LocalAGI just does the minimal around LocalAI functions to create a virtual assistant that can do generic tasks. It works by an endless loop of intent detection, function invocation, self-evaluation and reply generation (if it decides to reply! :)). The agent is capable of planning complex tasks by invoking multiple functions, and remember things from the conversation.
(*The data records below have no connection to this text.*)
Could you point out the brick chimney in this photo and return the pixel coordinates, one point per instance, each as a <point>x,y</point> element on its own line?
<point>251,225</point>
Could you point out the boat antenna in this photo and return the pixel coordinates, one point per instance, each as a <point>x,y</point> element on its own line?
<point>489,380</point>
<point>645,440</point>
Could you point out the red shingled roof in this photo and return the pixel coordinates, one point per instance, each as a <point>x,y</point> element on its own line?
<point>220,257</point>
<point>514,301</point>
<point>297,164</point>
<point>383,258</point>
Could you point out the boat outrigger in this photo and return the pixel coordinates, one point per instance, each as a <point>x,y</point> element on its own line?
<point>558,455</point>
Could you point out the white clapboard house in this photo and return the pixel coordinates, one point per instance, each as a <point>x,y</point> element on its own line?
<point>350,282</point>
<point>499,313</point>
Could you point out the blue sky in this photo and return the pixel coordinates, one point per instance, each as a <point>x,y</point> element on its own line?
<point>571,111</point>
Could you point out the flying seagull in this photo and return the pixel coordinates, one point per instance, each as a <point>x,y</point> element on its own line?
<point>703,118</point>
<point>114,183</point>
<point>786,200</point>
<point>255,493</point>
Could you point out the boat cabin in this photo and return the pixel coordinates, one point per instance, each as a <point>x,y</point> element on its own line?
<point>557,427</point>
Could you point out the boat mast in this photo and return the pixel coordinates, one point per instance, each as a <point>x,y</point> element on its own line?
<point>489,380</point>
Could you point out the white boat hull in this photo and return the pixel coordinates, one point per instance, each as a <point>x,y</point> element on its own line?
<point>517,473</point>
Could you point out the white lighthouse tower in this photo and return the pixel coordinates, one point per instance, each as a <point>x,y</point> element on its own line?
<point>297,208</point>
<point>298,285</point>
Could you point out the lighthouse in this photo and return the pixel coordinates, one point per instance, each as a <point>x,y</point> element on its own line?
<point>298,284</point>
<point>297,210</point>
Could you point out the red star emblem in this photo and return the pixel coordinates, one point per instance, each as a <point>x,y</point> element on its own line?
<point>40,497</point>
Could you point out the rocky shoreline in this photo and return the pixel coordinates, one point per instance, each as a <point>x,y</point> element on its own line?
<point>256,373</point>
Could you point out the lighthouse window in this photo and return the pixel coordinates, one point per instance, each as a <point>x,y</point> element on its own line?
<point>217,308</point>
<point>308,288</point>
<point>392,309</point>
In a nutshell, it goes like this:

  • Decide based on the conversation history if it needs to take an action by using functions. It uses the LLM to detect the intent from the conversation.
  • if it need to take an action (e.g. "remember something from the conversation" ) or generate complex tasks ( executing a chain of functions to achieve a goal ) it invokes the functions
  • it re-evaluates if it needs to do any other action
  • return the result back to the LLM to generate a reply for the user

Under the hood LocalAI converts functions to llama.cpp BNF grammars. While OpenAI fine-tuned a model to reply to functions, LocalAI constrains the LLM to follow grammars. This is a much more efficient way to do it, and it is also more flexible as you can define your own functions and grammars. For learning more about this, check out the LocalAI documentation and my tweet that explains how it works under the hoods: https://twitter.com/mudler_it/status/1675524071457533953.

Agent functions

The intention of this project is to keep the agent minimal, so can be built on top of it or forked. The agent is capable of doing the following functions:

  • remember something from the conversation
  • recall something from the conversation
  • search something from the internet
  • plan a complex task by invoking multiple functions
  • write files to disk

Roadmap

  • 100% Local, with Local AI. NO API KEYS NEEDED!
  • Create a simple virtual assistant
  • Make the virtual assistant do functions like store long-term memory and autonomously search between them when needed
  • Create the assistant avatar with Stable Diffusion
  • Give it a voice
  • Use weaviate instead of Chroma
  • Get voice input (push to talk or wakeword)
  • Make a REST API (OpenAI compliant?) so can be plugged by e.g. a third party service
  • Take a system prompt so can act with a "character" (e.g. "answer in rick and morty style")

Development

Run docker-compose with main.py checked-out:

docker-compose run -v main.py:/app/main.py -i --rm localagi

Notes

  • a 13b model is enough for doing contextualized research and search/retrieve memory
  • a 30b model is enough to generate a roadmap trip plan ( so cool! )
  • With superhot models looses its magic, but maybe suitable for search
  • Context size is your enemy. --postprocess some times helps, but not always
  • It can be silly!
  • It is slow on CPU, don't expect 7b models to perform good, and 13b models perform better but on CPU are quite slow.